# Bank Mural - Evansville IN



## ProWallGuy (Apr 7, 2007)

This was my Tues/Wed job this week. 

The soffit to be covered










Moving the acoustical tiles out of the way to keep clean










Corners are velcro'ed with clay


----------



## ProWallGuy (Apr 7, 2007)

While this was a small job (barely over 200 sf) it was a b1tch to install. The printer gave me about 1/4" bleed of graphic for both top and bottom (like the 24" soffit wouldn't vary over 100 feet of drywall) and the colors didn't match from panel to panel meaning I had to bust a seam down a perfect line. Not easy when trying to keep the stuff running level. Builds character though. I'm a better installer because of it today.


----------



## TJ Paint (Jun 18, 2009)

great looking work. Can I apprentice for you? I want to learn.


----------



## ProWallGuy (Apr 7, 2007)

Where are you located?


----------



## TJ Paint (Jun 18, 2009)

On the border of ND and MN, a bit far away unfortunately


----------



## Workaholic (Apr 17, 2007)

As always nice. :thumbup:


----------



## straight_lines (Oct 17, 2007)

Wow that must have taken forever to paint.:jester:

Nice job.:thumbsup:


----------



## vermontpainter (Dec 24, 2007)

Nice to see you do something easy once in a while.


----------



## VanDamme (Feb 13, 2010)

straight_lines said:


> Wow that must have taken forever to paint.:jester:
> 
> Nice job.:thumbsup:


Haha!

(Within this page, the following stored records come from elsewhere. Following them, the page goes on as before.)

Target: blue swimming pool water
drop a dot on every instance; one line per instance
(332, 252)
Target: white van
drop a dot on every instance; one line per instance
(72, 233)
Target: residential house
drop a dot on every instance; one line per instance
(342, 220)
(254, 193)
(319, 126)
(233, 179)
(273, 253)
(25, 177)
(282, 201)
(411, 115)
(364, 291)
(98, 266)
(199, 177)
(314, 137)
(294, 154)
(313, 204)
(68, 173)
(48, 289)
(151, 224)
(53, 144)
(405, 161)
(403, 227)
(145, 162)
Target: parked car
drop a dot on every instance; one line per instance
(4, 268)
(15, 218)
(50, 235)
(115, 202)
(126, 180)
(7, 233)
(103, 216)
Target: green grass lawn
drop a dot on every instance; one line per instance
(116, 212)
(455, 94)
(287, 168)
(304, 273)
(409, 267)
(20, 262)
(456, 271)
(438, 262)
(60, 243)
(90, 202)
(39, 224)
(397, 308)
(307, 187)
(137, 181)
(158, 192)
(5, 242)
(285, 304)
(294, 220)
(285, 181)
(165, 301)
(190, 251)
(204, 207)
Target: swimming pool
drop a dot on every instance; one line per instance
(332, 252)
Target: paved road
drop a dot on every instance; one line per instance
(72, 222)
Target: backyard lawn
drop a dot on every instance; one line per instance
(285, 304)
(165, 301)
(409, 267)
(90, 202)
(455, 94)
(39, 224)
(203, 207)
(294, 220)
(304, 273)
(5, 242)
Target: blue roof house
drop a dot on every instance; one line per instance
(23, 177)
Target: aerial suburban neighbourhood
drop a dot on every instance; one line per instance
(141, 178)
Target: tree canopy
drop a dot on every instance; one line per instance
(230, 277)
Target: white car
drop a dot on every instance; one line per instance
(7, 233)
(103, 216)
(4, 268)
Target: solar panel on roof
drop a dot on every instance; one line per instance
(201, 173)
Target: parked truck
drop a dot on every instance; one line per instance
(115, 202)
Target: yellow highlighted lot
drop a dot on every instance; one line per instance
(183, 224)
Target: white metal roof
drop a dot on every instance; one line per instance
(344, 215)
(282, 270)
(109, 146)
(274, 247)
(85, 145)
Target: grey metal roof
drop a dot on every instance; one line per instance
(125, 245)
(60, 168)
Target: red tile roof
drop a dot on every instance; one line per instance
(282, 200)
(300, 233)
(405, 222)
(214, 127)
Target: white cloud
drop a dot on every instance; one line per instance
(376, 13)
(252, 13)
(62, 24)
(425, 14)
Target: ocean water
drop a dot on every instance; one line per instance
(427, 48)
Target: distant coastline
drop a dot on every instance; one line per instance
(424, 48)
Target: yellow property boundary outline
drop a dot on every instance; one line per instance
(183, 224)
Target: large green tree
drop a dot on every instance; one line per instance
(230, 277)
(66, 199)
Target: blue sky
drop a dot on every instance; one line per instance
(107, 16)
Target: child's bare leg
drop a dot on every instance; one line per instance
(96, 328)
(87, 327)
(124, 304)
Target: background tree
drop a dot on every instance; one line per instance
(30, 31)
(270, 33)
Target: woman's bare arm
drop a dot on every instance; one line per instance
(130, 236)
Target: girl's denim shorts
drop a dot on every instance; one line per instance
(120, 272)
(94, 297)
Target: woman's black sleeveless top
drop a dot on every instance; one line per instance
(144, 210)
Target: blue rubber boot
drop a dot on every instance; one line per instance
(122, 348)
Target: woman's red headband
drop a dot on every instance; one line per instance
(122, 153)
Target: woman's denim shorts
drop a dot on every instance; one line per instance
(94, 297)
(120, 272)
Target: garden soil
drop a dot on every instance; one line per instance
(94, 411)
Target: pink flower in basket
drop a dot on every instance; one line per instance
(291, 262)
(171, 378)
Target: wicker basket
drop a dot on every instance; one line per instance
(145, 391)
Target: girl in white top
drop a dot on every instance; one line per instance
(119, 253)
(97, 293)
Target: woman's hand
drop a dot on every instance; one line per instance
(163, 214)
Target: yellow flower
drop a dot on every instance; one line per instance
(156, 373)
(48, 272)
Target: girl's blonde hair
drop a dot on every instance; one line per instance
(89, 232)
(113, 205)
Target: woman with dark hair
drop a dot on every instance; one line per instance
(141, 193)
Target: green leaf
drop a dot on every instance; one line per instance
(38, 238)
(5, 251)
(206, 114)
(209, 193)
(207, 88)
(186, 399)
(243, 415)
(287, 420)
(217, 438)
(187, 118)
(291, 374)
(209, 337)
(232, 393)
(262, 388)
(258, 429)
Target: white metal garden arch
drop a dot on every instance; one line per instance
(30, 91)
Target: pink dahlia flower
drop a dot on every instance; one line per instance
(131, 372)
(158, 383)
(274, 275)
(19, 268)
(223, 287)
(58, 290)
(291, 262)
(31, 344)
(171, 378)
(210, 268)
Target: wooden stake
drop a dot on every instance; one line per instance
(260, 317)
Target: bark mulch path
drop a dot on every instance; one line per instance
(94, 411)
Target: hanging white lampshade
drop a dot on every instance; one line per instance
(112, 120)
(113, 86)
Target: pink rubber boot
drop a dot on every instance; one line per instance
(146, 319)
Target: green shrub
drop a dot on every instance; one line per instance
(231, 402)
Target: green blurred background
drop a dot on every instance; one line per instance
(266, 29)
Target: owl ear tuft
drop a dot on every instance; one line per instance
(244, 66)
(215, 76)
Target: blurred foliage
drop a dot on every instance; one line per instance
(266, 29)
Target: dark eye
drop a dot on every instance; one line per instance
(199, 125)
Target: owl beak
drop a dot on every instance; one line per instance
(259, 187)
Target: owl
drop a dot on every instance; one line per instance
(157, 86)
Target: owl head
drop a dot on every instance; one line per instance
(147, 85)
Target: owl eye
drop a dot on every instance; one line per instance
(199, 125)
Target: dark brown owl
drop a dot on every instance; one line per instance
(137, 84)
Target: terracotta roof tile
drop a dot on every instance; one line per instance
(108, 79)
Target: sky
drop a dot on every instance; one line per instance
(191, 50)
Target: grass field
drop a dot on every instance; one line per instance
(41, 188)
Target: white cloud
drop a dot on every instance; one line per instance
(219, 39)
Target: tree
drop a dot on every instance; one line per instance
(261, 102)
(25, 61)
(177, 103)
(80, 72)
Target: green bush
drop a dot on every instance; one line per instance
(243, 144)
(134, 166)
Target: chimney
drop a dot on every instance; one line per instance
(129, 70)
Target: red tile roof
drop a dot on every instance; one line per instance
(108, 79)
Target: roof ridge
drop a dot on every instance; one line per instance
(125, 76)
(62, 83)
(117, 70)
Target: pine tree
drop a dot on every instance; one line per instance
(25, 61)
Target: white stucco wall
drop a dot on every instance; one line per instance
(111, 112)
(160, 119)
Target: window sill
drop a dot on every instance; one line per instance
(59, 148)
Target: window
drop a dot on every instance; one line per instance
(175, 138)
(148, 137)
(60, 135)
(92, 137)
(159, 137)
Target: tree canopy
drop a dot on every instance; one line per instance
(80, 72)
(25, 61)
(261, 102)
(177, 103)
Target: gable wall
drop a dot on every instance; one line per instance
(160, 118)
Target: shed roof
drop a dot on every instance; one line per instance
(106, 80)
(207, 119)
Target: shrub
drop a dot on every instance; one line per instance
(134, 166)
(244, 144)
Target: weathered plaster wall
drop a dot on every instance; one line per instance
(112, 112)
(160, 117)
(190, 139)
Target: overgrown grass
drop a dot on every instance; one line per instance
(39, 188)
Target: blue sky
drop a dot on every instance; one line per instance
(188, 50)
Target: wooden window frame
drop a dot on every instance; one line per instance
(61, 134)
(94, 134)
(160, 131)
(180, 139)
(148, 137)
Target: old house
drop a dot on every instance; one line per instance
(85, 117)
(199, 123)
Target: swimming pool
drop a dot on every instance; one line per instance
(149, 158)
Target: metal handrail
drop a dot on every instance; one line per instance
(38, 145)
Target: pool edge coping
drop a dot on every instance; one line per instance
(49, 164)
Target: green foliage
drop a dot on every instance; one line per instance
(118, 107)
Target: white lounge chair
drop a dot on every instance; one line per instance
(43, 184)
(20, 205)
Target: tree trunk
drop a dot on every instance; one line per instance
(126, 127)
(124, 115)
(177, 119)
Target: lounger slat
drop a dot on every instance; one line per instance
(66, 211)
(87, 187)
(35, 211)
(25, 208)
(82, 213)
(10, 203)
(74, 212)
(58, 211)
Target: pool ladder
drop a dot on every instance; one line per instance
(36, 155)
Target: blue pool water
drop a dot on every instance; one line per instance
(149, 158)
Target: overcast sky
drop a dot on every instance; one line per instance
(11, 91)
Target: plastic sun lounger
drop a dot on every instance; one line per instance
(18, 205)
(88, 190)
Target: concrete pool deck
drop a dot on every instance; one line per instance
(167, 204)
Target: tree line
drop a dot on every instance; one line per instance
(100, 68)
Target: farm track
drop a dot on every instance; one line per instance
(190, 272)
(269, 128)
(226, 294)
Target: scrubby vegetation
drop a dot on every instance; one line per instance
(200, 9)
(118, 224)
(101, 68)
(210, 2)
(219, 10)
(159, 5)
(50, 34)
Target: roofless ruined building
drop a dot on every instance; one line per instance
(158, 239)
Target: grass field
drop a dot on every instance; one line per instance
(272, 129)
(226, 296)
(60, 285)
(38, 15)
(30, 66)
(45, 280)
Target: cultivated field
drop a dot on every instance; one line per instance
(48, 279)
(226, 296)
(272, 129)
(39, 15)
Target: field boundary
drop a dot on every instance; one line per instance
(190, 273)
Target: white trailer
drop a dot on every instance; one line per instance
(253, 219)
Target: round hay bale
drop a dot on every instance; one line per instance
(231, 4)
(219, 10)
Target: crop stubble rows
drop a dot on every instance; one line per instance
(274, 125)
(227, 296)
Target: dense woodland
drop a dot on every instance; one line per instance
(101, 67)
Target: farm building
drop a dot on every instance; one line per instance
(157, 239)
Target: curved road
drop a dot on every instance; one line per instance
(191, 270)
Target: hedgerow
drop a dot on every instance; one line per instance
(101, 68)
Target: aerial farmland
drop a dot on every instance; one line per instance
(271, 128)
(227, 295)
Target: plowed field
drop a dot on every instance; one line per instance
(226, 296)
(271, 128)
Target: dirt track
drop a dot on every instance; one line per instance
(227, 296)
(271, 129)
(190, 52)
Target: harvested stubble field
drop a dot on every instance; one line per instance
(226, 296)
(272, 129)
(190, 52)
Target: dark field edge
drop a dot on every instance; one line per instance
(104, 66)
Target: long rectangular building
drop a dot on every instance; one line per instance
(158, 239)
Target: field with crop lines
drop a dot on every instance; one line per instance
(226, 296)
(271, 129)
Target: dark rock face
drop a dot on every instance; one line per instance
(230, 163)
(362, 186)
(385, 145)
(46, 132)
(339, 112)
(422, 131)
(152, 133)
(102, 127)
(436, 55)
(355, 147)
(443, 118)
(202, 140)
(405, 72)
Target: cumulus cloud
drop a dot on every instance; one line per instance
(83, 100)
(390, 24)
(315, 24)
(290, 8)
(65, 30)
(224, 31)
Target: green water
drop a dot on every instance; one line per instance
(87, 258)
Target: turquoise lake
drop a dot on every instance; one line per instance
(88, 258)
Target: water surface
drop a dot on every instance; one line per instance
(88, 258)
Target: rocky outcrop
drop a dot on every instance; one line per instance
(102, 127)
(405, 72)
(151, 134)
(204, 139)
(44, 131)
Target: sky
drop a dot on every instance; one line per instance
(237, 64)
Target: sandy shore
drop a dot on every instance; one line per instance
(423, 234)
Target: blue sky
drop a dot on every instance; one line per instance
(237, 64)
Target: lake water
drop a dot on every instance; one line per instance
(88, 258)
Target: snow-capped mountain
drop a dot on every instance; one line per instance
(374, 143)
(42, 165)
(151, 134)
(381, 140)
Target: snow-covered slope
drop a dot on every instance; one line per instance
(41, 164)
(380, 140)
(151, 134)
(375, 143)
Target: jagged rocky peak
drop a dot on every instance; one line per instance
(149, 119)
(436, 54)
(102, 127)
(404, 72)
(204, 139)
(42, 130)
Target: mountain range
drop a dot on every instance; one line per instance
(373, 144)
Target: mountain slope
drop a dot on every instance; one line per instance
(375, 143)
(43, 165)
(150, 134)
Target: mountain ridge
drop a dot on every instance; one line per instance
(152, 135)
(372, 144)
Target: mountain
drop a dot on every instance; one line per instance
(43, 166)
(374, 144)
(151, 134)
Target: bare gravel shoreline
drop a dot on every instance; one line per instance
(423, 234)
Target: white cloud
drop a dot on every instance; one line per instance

I was going to ask him if he taped his lines or free-handed 'em.


----------



## nEighter (Nov 14, 2008)

Awesome!


----------



## brushmonkey (Jan 4, 2010)

You do great work man! Most deserving of a multiple thumbs up!... :thumbsup::thumbsup::thumbsup:


----------



## chrisn (Jul 15, 2007)

What was the soild blue wrap around soffit?Paint?


----------



## ProWallGuy (Apr 7, 2007)

chrisn said:


> What was the soild blue wrap around soffit?Paint?


Yep, the smaller circle soffit in the foreground was painted blue.


----------



## KLaw (May 8, 2009)

Nice work - man. Thanks for sharing.


----------